Rounding up and deporting millions of undocumented persons would require expanding the reach of immigration enforcement agents. Frenzen says it could happen, because it’s happened before.

“Back in the late 80s, early 90s, we had on average one major immigration raid of a factory or workplace or park per week. There was not a focus on immigrants having contact with the criminal justice system, there was a focus on workplace enforcement. That is something that could be replicated today,” Frenzen explains.

“There have been some calls from folks who are feeling very confused, some folks have fear in them,” points out Polo Morales, political director with CHIRLA, the Coalition for Humane Immigrants Rights in Los Angeles. He says that the threat to withhold federal funds would put cities like LA a bind. “If we go ahead and allow these deportations to take place, our local economies suffer because our immigrant communities are intertwined within our community. They shop, they eat, they go to the movies, they go to Disneyland, just like everybody else. There’s a lot of money at stake, in terms of the buying power they have, in terms of the jobs they create, and if you make a big hole and dent in that community then your local economy is going to suffer.”

“I definitely fear deportation,” says Melody Klingenfuss, a master’s student at the University of Southern California, studying nonprofit leadership and management. She’s originally from Guatemala. She supports herself and pays for tuition with a full time job. And she’s a DACA recipient, which temporarily shields her from deportation. She says if DACA is ended, it will leave her as a second class citizen, if she isn’t deported.

“I’m afraid that all the education that I’ve worked for so many years for will be worth nothing because I wouldn’t be able to get a job anywhere in the U.S. I also fear the backlash from people just finding out that I was documented and, if the program dies, and I can no longer say that, they will only see me as an illegal person, in their terms, which also makes me afraid for my safety, in essence, because we will be, and I will be, looked at as subhuman.”
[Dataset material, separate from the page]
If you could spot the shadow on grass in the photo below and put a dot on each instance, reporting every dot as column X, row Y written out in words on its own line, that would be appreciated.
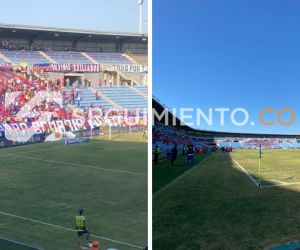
column 216, row 206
Klingenfuss says she she’ll try to renew her DACA status before the administration changes hands. For those without DACA status, advocates say wait, because it may not serve them to give their information to the federal government right now.

Advocates for the undocumented say they should have money set aside for legal representation. And they suggest that others join in solidarity, and be prepared to petition their representatives to stop the most draconian plans of the upcoming administration.